Figure S4: TE transcripts across tissues are dynamic across genotypes. A. The number of TE families expressed (RPM >= 1) is similar in B73 and the other NAM founder lines. B. TE families expressed in B73 also tend to be expressed in a large number of lines, while families not detected in B73 tend to be expressed in few lines. C. Breakdown of TEs detected in any genotype, with rare families detected in < 5 genotypes and common families detected in at least 20 genotypes.

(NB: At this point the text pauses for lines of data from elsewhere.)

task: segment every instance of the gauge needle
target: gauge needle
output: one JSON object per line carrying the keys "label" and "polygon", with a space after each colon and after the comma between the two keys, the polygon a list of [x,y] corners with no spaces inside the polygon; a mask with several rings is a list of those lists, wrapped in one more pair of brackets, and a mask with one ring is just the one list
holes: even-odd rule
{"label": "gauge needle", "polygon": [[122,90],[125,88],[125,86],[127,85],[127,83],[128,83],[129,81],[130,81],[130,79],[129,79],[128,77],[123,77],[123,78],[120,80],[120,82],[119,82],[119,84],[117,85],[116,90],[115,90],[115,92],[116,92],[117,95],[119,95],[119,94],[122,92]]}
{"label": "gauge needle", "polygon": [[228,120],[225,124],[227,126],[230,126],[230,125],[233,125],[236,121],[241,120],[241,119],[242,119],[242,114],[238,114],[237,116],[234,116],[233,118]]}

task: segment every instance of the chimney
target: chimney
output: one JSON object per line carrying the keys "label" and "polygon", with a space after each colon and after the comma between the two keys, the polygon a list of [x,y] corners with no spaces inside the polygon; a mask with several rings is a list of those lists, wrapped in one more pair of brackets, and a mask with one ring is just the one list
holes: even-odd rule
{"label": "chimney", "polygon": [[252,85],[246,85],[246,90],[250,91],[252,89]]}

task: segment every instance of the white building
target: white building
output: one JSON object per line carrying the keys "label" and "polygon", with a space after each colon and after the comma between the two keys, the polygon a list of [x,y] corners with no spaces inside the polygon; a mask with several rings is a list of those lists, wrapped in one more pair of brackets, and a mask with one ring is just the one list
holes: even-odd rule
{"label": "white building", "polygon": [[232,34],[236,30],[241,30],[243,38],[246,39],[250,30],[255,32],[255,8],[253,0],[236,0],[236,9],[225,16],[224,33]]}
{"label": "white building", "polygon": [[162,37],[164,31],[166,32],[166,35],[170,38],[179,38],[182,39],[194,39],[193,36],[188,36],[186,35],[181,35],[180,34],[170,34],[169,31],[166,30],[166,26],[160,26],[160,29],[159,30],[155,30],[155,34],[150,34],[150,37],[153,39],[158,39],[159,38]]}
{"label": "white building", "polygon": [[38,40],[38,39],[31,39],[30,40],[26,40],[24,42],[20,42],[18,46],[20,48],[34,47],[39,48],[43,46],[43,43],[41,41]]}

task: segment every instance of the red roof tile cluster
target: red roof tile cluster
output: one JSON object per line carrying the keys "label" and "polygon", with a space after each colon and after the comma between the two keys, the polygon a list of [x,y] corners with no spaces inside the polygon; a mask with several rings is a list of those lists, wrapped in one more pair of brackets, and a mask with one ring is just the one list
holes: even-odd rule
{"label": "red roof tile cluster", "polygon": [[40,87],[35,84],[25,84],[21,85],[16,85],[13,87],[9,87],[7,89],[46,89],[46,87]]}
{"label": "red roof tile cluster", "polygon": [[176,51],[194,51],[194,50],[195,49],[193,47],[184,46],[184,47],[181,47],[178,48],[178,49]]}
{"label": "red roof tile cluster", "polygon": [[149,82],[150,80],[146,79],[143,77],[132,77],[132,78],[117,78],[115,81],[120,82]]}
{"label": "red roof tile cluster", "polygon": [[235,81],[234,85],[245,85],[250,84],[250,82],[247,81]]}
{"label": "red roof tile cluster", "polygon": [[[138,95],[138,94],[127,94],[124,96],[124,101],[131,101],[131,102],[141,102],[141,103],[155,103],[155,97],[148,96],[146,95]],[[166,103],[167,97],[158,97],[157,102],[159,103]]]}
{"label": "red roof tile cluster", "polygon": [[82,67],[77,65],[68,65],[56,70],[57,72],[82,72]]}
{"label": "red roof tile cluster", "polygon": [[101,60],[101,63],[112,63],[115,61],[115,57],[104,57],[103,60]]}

Figure S5: TE transcript dynamics across Recombinant inbred lines. A. Differentially expressed TE families were plotted, showing little relationship between the difference of members per family in the two parents and the expression difference observed. B. For multi-member TE families expressed specifically in B73 (N = ), the percent of RILs with detectable transcripts (RPM > = 1) is shown. The peak at 50% suggests segregation of a single expressed locus among lines. C. The proportion of TEs in each group that segregate as a unimodal distribution among RILs.
Table of RNA-seq libraries and accession numbers used in this study.